David Felipe Arranz
En nuestro país nos gusta mucho desayunarnos con lo que ha ocurrido durante las luces quemantes de la noche. Y es que este fin de semana, con el fin del toque de queda, la juventud hispánica –divino tesoro– ha liado el gran botellón en Madrid y Barcelona, principalmente. La libertad reivindicada era la de la juerga loca, en vísperas de exámenes varios, por cierto. Los vecinos se encogen de hombros y entonan el qué se le va a hacer, que son jóvenes y aspirantes a coronavíricos de gollete compartido. Que a ellos no les faltan oportunidades en la vida para equivocarse, empezando por el grito colectivo más escuchado el fin de semana de “¡se acabó el covid!”, que va a ser que no, Pepi.
Otros lo han visto como una anticipación de San Isidro, porque la vida en juventud es la fiesta del desfase; y, si no, para todos estos no es juventud. Porque al roneo de los bancos en los parques le sustituye la celebración copulativa y orgiástica en la plaza, que mola más, rociada de aerosoles de la multitud inclusive. Mejor allí que en casa, pensarán sus padres mientras ven el debate político o a Évole, una chance para respirar un poco de tanta hormona que hay en casa con la chavalería, aguantando a los nenes (o ninis). Porque el rechazo ya se hace de confianza con los años e igual una noche en la comisaría puede ser una solución temporal a aquella pregunta que lanzó Paco Martínez Soria en 1967 de qué hacemos con los hijos.

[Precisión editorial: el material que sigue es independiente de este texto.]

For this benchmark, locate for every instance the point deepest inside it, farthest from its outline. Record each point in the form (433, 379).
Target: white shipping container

De manera que la cantidad de mascarillas fue inversamente proporcional a los litros de la ingesta de alcohol de la muchachada noctívaga, que por el ruido se hubiese dicho que España había ganado el Mundial. Los que sí hicieron caja son los súper, los chinos, los pakistaníes y otros establecimientos de suministro litronil, con licencia para no echar el cierre en la madrugá. Antes te ibas con cuatro amigos y la novia a La Recoba, por ejemplo, y te lo pasabas bien, tomabas un buen vino y aplaudías a unos gitanos maravillosos, amén de escuchar una propina de tangos canallas, para resistir el relente de la hora. Y aquellas tertulias nocturnas y sentimentales de no hace mucho eran por cuatro perras. Ahora echan el resto (y la pizza) en la fuente de la puerta del Sol, regado con mucho Don Simón, entre cartonajes, sueño atrasado y largues nocturnales, como si fuese la suelta del ganado borrachín. Los bebedores de vino y cerveza, de litrona y otros licores blancos, con los ojos del color de la lejía, en el inexplicable horror del “suicidio” negro, la enfermedad y las miasmas, con las que no puede competir el ritmo de vacunación.

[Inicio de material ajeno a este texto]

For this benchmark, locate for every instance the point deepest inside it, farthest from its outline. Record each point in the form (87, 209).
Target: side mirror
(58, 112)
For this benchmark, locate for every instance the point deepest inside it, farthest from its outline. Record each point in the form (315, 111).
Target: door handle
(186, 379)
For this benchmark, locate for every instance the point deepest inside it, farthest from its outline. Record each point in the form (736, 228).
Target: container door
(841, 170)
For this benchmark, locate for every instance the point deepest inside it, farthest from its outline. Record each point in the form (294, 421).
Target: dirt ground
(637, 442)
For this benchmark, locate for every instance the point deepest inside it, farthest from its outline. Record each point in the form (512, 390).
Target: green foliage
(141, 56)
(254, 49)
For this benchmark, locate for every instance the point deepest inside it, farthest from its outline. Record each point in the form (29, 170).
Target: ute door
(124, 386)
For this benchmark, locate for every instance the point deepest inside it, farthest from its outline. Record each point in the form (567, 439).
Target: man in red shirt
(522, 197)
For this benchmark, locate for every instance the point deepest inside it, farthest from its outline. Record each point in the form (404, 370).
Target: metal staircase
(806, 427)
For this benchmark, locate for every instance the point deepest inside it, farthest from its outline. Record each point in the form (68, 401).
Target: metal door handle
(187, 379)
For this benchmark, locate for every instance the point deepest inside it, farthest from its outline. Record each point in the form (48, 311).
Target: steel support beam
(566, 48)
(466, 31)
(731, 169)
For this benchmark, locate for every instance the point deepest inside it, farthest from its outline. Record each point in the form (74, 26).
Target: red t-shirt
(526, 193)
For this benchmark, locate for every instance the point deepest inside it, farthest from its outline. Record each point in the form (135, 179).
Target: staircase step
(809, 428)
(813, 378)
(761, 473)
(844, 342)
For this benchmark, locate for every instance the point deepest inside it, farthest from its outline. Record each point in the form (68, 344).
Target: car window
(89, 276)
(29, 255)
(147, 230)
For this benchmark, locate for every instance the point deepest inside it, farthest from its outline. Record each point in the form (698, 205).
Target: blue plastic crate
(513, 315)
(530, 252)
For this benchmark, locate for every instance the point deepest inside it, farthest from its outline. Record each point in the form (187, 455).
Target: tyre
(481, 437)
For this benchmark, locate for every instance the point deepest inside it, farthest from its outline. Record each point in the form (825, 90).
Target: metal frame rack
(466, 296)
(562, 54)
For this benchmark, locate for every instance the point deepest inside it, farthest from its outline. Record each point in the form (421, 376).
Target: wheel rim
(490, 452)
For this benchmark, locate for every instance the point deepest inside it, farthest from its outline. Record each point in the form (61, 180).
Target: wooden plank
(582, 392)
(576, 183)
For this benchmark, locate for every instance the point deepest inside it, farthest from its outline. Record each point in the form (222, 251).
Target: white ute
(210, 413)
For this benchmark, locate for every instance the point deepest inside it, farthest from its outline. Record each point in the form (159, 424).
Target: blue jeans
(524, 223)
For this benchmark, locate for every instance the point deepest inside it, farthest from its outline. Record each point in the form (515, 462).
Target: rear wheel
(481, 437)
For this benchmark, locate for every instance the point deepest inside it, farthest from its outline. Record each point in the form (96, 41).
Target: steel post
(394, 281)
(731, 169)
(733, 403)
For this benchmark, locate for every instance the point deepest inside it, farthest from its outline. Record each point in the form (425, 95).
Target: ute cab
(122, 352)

Así que el retrato que nos han dejado estos muchachos de noche, rondando de acá para allá, es como el de quien sale a buscar la muerte, y ahora muchos se dan cuenta. El joven se ha pasado a la fiesta de los muertos, porque parece que no le importa el contagio, la UCI abarrotada y el gran cementerio de los hospitales. El jaleo último sin duda ya lo conocíamos, pero este tiene el blancor de los mármoles del camposanto, que en algún caso estará esperando a hacerle sitio a alguno que otro, de los que estaban bebiendo en danza el vino áspero de la insolidaridad, la irresponsabilidad, la inmadurez y la temeridad de la pandemia. Vino de mausoleo, en definitiva. Ellos verán.